If a project has git deps, it can't be packaged as a JAR for Clojars/Maven -- it can only be consumed from source via git deps, i.e., deps.edn
projects and the CLI.
That’s correct. I think there has been some writing on this. The clojure cli allows you to build a classpath using projects hosted on github by cloning them and adding them to the classpath. This is considered a dev time helper largely. And this is a functionality that is offered by the Clojure cli and not the java ecosystem as a whole.
CLI-specific tooling can (and often is) provided as git deps only. Some people occasionally request such tooling be packaged as a JAR that can be consumed from Clojars (or Maven) but it is up to the author to decide whether or not that is appropriate.
@doubleagent Do you have a specific library in mind for this question or is this an abstract consideration?
It's an abstract consideration.
Personally, I think this approach is dragon-territory because it relies on good actors.
If clj
merged dependencies from pom.xml
and deps.edn
then it would be tenable even if it left Leiningen users in the cold for a while.
I've followed Clojure for over ten years and have been using it professionally for seven, but I'll have to consider things before crossing this bridge.
I’m not following the confusion.

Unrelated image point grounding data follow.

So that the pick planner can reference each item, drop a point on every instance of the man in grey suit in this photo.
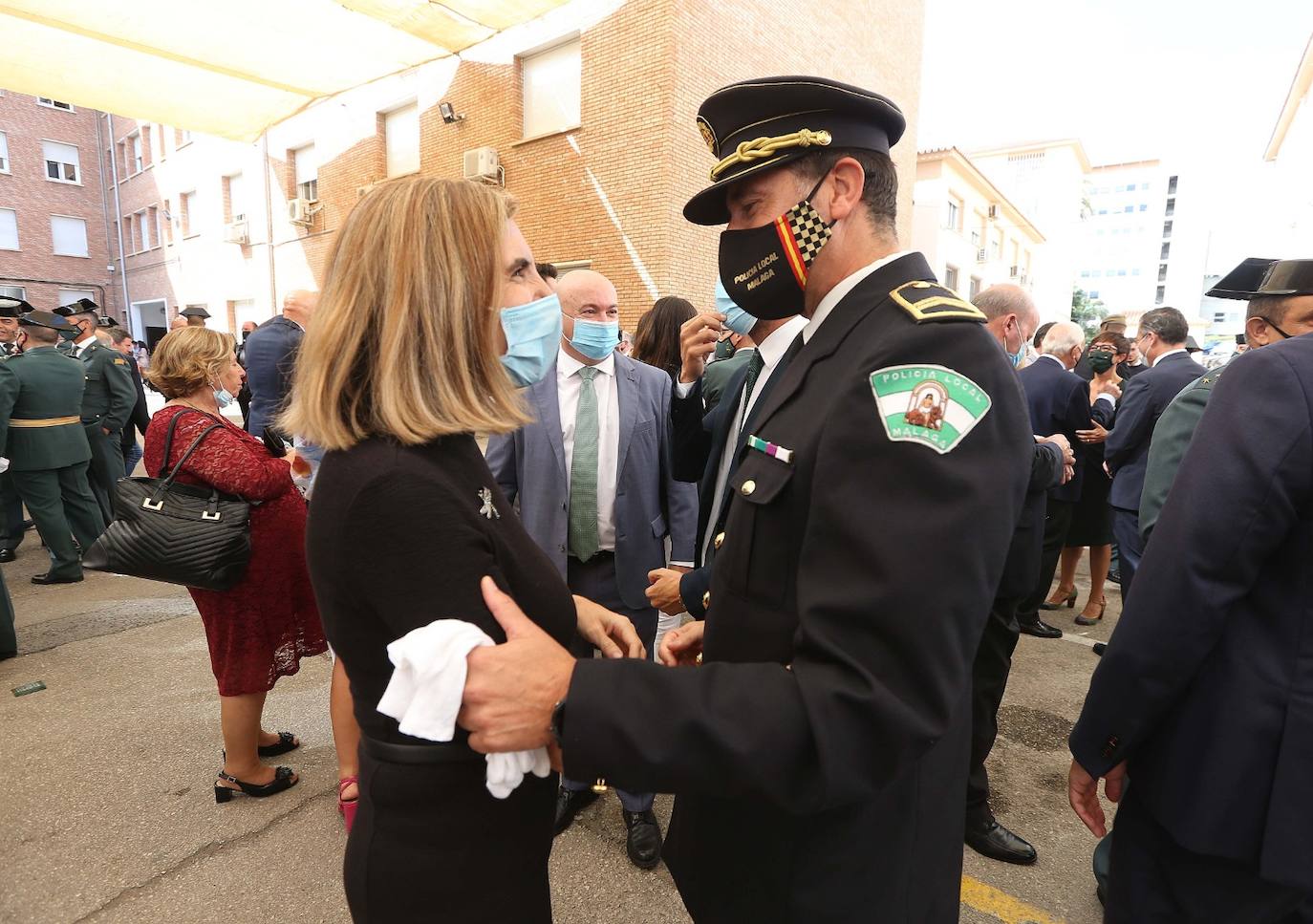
(593, 485)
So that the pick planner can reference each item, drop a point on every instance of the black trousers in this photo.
(1057, 520)
(1155, 881)
(989, 680)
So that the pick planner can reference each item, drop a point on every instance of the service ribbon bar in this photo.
(771, 449)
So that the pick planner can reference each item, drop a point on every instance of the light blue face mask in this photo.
(736, 318)
(532, 339)
(595, 339)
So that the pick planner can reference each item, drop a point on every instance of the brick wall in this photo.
(34, 199)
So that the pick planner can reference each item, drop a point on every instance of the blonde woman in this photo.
(431, 313)
(260, 629)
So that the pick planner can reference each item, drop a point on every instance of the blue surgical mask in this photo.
(595, 339)
(532, 339)
(736, 318)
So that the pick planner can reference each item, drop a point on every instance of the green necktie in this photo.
(583, 473)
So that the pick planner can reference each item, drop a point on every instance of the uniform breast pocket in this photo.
(758, 552)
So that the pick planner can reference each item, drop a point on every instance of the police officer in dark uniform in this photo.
(820, 754)
(12, 526)
(106, 404)
(42, 436)
(1201, 699)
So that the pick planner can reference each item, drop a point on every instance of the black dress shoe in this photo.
(1040, 629)
(48, 579)
(643, 840)
(570, 804)
(997, 843)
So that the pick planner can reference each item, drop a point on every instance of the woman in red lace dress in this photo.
(260, 629)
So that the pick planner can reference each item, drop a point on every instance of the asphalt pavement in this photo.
(106, 811)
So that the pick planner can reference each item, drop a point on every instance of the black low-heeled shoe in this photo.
(281, 781)
(287, 741)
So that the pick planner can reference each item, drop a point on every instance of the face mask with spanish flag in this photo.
(764, 269)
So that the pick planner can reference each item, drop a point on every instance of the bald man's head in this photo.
(299, 305)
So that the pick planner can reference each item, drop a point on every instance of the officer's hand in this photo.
(683, 646)
(1084, 794)
(1095, 435)
(612, 634)
(511, 688)
(663, 591)
(698, 339)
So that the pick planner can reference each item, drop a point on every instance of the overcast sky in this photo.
(1132, 79)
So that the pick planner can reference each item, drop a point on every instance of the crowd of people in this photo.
(694, 561)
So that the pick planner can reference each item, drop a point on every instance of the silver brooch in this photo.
(487, 509)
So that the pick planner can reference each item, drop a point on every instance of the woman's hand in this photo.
(683, 646)
(612, 634)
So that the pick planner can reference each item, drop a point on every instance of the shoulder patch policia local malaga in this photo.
(930, 301)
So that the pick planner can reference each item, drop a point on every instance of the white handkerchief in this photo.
(425, 688)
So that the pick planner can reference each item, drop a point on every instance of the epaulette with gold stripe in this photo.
(929, 301)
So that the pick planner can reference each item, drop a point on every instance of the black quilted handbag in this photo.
(176, 533)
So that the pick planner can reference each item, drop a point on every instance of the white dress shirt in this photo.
(842, 289)
(569, 386)
(772, 350)
(1170, 352)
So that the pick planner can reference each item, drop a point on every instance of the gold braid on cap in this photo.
(759, 148)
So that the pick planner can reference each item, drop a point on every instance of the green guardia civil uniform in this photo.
(42, 436)
(106, 404)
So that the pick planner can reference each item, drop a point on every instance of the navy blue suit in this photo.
(1207, 687)
(1127, 450)
(270, 352)
(1059, 400)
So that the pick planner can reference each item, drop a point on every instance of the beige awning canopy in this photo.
(230, 67)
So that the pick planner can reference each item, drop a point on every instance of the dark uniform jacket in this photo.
(1207, 687)
(1143, 400)
(109, 397)
(821, 752)
(42, 385)
(270, 354)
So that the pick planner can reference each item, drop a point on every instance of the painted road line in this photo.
(990, 900)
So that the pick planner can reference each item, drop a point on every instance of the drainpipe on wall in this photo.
(118, 225)
(268, 224)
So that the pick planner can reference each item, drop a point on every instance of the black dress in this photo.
(399, 537)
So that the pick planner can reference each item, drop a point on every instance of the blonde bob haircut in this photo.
(403, 344)
(188, 360)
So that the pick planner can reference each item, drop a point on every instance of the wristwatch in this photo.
(557, 729)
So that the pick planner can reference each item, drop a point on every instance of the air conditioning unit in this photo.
(237, 232)
(481, 164)
(301, 211)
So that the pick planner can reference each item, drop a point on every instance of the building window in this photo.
(8, 230)
(188, 201)
(306, 168)
(400, 140)
(550, 80)
(234, 190)
(60, 161)
(69, 235)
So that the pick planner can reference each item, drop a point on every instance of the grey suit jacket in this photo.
(530, 467)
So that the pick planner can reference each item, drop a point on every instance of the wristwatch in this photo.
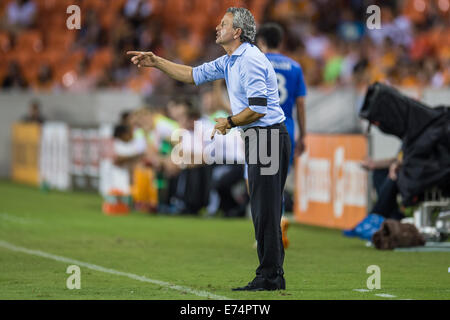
(231, 122)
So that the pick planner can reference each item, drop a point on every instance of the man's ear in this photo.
(238, 33)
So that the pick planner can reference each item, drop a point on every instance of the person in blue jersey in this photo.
(291, 83)
(253, 91)
(292, 90)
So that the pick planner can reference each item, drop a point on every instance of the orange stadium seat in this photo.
(52, 56)
(30, 40)
(101, 60)
(5, 42)
(60, 39)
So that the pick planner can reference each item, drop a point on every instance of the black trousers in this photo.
(266, 194)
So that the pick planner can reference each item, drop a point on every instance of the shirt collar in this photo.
(241, 49)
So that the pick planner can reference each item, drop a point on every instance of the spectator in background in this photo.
(125, 158)
(44, 78)
(137, 11)
(14, 78)
(194, 181)
(34, 113)
(21, 14)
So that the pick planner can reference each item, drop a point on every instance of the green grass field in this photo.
(208, 255)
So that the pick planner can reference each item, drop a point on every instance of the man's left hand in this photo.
(221, 126)
(299, 147)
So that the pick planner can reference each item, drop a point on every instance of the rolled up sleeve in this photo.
(209, 71)
(253, 78)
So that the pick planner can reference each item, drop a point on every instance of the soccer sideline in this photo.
(91, 266)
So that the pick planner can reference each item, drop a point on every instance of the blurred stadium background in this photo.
(64, 93)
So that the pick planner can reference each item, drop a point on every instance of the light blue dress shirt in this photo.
(248, 75)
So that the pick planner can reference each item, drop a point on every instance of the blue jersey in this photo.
(291, 85)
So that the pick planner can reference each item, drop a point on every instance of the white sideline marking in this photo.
(385, 295)
(13, 218)
(42, 254)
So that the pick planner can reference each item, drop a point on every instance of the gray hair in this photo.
(243, 19)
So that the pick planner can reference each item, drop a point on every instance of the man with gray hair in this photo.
(253, 92)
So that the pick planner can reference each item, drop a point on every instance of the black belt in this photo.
(274, 126)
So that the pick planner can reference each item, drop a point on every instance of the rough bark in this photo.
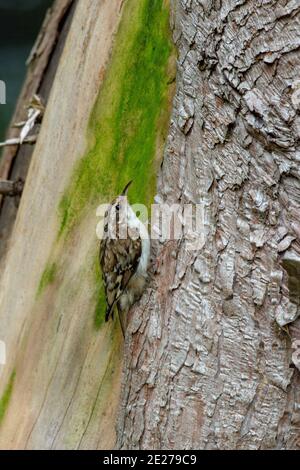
(11, 188)
(207, 364)
(62, 373)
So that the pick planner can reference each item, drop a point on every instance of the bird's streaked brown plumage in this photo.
(124, 253)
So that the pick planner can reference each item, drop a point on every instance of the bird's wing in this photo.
(118, 260)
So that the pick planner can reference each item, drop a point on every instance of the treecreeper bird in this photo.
(124, 257)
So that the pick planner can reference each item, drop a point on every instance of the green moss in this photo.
(129, 118)
(4, 400)
(47, 278)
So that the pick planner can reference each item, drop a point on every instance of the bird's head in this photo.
(117, 212)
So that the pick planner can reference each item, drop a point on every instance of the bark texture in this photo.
(208, 356)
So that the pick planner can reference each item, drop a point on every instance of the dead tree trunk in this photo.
(11, 188)
(209, 358)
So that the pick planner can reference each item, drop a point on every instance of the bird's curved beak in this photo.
(125, 190)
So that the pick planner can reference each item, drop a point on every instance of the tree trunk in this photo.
(210, 358)
(209, 361)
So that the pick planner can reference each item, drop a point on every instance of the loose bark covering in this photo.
(207, 365)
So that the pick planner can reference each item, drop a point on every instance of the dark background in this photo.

If you are relying on maven coordinates for your stuff, you know you are not using the gitlibs functionality. If you elect to use coordinates based on gitlibs, you have elected into it and you know that its not going in a jar. It seems straightforward to me.
☝️:skin-tone-2: Exactly this. I don't see how it's an issue @doubleagent
I have a bunch of OSS projects. Most are published as JARs to Clojars (and do not use git deps internally). Some are deliberately git deps (and are not published as JARs because of that).